All eyes are on Geneva Wednesday as negotiators from the U.S. and five other world powers inch closer to what could be a historic deal on Iran’s nuclear program.
On the eve of the talks, Iran’s Foreign Minister Javad Zarif took to YouTube with this message for the West: "Nuclear energy is not about joining a club or threatening others." (Via YouTube / javadzarif )
His words might have fallen on deaf ears. The West has long suspected Iran's uranium enrichment is meant for developing nuclear weapons. Iran says its nuclear program is used for peaceful purposes only. (Via ITN)
This second round of talks comes ten days after negotiators last met and failed to walk away with a deal. And this time, some major differences still remain.
Of concern to the international community is Iran’s Arak heavy water plant that can produce plutonium, and also its existing stockpiles of enriched uranium. Still, there are some signs of progress. (Via Wikimedia Commons / Nanking2012)
“They have come back. They wouldn’t if they thought the talks would be a complete failure. There is still a sense of cautious optimism in Geneva that they can finally get ink on paper.” (Via Al Jazeera)
Another sticking point: sanctions. The Obama administration argues that's what brought Iran to the table in the first place but a rollback in some sanctions is necessary to get Iran to concede anything.

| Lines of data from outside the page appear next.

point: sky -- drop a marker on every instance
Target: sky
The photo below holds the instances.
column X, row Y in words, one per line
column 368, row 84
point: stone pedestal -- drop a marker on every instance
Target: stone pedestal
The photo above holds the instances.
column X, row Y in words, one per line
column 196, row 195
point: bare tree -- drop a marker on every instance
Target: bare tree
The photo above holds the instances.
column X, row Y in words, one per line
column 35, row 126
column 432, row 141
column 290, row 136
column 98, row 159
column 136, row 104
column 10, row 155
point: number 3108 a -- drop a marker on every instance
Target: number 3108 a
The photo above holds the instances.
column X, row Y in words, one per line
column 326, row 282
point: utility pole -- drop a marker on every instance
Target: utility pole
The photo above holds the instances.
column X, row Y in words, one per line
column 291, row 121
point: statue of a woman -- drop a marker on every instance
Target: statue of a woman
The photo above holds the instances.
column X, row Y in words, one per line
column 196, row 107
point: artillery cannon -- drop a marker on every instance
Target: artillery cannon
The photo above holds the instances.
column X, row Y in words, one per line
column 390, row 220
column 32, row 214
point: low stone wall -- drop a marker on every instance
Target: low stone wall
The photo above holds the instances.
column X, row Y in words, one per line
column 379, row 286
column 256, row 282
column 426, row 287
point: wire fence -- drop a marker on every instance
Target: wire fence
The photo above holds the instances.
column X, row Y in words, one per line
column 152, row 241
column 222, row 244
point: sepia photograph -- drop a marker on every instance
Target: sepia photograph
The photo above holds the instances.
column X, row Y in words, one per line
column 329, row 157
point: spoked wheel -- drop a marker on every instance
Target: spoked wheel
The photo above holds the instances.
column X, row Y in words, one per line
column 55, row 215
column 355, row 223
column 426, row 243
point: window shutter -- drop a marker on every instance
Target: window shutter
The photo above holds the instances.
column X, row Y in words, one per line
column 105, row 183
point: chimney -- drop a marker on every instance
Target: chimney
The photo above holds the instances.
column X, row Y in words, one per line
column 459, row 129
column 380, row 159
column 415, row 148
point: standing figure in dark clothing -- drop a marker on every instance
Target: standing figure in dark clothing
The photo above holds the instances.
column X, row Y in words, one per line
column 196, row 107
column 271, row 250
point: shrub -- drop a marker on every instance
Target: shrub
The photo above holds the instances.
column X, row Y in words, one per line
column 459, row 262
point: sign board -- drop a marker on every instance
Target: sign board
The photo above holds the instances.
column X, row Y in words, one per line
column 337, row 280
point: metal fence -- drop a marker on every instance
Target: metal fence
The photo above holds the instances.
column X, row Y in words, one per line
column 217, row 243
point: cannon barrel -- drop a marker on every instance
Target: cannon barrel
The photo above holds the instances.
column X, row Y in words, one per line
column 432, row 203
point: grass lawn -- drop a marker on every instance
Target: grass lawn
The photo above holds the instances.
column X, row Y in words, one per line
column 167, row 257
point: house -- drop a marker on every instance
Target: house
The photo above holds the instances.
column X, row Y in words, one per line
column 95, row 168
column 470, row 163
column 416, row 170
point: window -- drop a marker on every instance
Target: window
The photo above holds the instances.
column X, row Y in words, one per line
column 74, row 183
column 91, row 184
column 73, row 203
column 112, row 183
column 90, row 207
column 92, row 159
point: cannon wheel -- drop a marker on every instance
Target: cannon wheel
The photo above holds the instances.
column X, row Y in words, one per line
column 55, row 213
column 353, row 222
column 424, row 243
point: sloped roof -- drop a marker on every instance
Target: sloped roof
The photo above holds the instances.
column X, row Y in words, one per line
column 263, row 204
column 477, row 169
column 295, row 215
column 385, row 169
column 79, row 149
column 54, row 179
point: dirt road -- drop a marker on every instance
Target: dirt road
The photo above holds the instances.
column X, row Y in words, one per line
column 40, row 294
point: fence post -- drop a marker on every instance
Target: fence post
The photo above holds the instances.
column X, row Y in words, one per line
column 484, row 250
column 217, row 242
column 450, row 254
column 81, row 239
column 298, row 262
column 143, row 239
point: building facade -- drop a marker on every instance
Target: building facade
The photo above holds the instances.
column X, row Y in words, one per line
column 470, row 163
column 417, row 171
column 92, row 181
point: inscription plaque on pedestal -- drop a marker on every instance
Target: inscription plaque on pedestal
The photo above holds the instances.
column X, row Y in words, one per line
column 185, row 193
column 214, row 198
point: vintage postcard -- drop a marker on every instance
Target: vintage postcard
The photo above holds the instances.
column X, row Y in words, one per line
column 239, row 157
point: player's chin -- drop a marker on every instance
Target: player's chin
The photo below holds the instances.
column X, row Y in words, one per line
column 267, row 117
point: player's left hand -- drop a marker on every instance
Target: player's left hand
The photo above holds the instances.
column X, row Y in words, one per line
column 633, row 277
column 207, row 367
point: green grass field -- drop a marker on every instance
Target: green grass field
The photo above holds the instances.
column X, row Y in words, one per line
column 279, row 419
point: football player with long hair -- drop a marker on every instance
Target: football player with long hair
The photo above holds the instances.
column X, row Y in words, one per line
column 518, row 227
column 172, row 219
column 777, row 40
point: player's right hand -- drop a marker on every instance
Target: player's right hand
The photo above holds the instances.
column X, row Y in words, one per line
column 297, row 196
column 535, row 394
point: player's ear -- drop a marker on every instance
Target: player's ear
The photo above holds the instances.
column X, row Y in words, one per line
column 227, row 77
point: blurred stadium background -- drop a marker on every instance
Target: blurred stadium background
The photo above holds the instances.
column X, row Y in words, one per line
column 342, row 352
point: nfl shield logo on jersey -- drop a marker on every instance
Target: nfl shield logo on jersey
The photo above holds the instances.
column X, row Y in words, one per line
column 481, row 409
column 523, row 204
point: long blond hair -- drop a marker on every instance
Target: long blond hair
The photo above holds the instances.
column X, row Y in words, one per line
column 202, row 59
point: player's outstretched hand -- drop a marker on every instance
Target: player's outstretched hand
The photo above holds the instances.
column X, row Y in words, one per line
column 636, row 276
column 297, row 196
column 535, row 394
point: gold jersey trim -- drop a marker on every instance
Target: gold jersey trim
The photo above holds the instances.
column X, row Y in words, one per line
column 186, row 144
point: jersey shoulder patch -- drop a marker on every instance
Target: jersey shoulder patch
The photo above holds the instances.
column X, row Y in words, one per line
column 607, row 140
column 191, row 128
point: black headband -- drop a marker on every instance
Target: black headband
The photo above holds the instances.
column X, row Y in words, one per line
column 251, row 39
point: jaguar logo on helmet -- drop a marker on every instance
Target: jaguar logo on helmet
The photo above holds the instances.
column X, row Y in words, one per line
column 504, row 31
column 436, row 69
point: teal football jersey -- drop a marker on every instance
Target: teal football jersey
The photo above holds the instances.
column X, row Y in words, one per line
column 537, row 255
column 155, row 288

OBAMA: "Let’s look, let’s test the proposition that over the next six months we can resolve this in a diplomatic fashion." (Via The Wall Street Journal)
But Obama is being pressed for a tougher deal by members of Congress who are concerned the U.S. is going too easy on Iran .
“An agreement for the sake of an agreement would in my view be a disaster.” (Via Voice of America)
Their view is shared by Israel, Saudi Arabia and several other U.S. allies in the Middle East who fear a deal that allows Iran to keep any of its nuclear program puts their own security at risk.
On the heels of a trip to France, Israeli Prime Minister Benjamin Netanyahu arrived in Moscow Wednesday to urge Russian leaders to hold out for a better deal.
“Iran’s dream deal is the world’s nightmare.” (Via CNN)
Following a meeting at the White House Tuesday, Senate leaders agreed to hold off on voting on another round of sanctions until after the talks conclude.